HPE Executive Vice President and CTO Fidelma Russo’s formal announcement of the new KVM-based hypervisor capability at the HPE Partner Summit on Tuesday was greeted with a hearty round of applause from partners.

Molina said he was heartened to hear that HPE does not intend to use the per-core pricing model that VMware adopted after the Broadcom acquisition. That has led to sharp price increases for many customers. “Not using per-core or per-processor (pricing) is going to be more fair because people will pay for what they are using,” said Molina. “It is going to save a lot of overhead because many customers are overpaying because they have licenses to cover processors that are not really being utilized.”

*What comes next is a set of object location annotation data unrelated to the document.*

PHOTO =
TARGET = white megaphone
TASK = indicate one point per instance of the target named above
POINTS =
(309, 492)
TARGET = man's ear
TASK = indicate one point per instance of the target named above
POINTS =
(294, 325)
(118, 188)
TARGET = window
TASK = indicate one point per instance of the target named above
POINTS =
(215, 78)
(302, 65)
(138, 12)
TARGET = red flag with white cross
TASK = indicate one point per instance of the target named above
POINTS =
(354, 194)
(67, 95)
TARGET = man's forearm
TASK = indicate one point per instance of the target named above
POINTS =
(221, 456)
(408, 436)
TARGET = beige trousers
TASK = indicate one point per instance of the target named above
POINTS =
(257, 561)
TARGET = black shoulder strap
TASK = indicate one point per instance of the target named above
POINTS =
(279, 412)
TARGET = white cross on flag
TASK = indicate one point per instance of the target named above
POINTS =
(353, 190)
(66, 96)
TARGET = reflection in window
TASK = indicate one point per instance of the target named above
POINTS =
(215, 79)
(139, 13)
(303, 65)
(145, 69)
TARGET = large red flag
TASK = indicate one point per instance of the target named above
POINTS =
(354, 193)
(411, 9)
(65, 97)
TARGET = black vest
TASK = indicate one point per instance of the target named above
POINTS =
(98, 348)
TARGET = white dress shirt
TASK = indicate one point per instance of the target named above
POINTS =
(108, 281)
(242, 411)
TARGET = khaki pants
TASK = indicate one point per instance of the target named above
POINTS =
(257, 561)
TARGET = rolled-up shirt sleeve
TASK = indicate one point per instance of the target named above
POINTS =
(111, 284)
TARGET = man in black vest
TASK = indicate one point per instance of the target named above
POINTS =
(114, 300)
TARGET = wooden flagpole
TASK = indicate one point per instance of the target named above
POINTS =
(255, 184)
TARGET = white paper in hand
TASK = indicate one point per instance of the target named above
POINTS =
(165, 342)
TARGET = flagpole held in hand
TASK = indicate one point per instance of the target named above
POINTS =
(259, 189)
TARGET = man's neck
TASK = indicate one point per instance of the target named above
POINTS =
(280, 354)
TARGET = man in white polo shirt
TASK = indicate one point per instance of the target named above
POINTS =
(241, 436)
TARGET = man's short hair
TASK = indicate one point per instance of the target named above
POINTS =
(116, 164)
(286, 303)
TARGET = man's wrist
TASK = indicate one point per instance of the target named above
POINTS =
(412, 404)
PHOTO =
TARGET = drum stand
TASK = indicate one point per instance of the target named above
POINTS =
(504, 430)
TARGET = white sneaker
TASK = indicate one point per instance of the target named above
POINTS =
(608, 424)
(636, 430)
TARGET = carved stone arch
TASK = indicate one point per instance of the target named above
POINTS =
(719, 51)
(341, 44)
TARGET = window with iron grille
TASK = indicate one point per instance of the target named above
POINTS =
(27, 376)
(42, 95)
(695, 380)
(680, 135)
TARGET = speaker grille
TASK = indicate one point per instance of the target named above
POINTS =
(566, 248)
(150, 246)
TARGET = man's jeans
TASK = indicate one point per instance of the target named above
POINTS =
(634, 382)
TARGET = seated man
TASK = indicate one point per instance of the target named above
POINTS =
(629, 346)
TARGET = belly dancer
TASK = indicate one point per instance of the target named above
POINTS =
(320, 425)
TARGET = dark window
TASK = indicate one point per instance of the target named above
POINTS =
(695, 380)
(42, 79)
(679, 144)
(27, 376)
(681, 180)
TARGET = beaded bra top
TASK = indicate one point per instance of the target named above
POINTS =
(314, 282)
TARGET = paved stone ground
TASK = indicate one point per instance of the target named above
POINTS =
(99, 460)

The new KVM hypervisor virtualization capability is being previewed at HPE Discover this week and will be available as a beta program in the summer with the release scheduled first as part of HPE Private Cloud Business Edition in the second half of 2024.

The new HPE KVM hypervisor virtualization capability comes down to providing customers and partners with a “choice” in the virtualization market, said Russo.

“We have a new OEM agreement for those customers that want VMware from us,” she said. “It is all about choice. But we do believe that with our virtual machine technology that it will be a good play for the channel and a good play for our customers.”

Russo told CRN that HPE’s new KVM-based hypervisor is a response to partner and customer demand for a virtualization partner that is “consistent,” “trustworthy,” and that they can have a “relationship” with going forward. “We would never have done this if we were not being pushed by customers,” said Russo.

Neil Anderson, vice president of cloud infrastructure and AI for World Wide Technology, the $20 billion St. Louis-headquartered solution provider behemoth, said many customers are looking for an alternative to VMware in the wake of the changes that have come with the Broadcom acquisition.

In fact, he said, he recently did an analysis of the requests year to date for consulting help from WWT with the result being a tie for AI strategy engagements and VMware alternative engagements.

“There are just as many engagements with our customers around strategy for virtualization as AI,” he said. “It’s a huge frustration point…Customers are definitely actively looking for alternatives. It’s not easy, not at all. HPE going down this path is going to help customers.”

Ultimately, customers are looking for help in making the move off VMware from a trusted partner, said Anderson. “They are looking for help on the migration from very credible suppliers that want a relationship with them and are going to stand behind those products and work through the challenges with them,” he said. “Certainly HPE is one of those. They are trusted in the data center and have that tremendous customer focus just like we do. I certainly think that customers are going to take a serious look at it just because of that.”

Stan Wysocki, president of Houston-based Mark III Systems, one of HPE’s top partners, said he welcomed HPE’s entry into the virtualization market in the wake of Broadcom’s acquisition of VMware.

“I expected someone to come up with options to help people move away from VMware,” he said. “Customers feel like they are being held hostage. This is another valid option for customers to look at.”

Russo, for her part, said there is a big opportunity for partners to help customers rearchitect their virtualization path with the advent of GenAI and to help customers refresh their IT estate to make their VMs more efficient.

“That is a huge refresh opportunity for everybody,” she said. “You know when the price goes up for everything people look at it and they go, ‘How do I refresh? How do I consolidate my estate? How am I going to refresh?’ That’s a huge opportunity for partners if we work together.”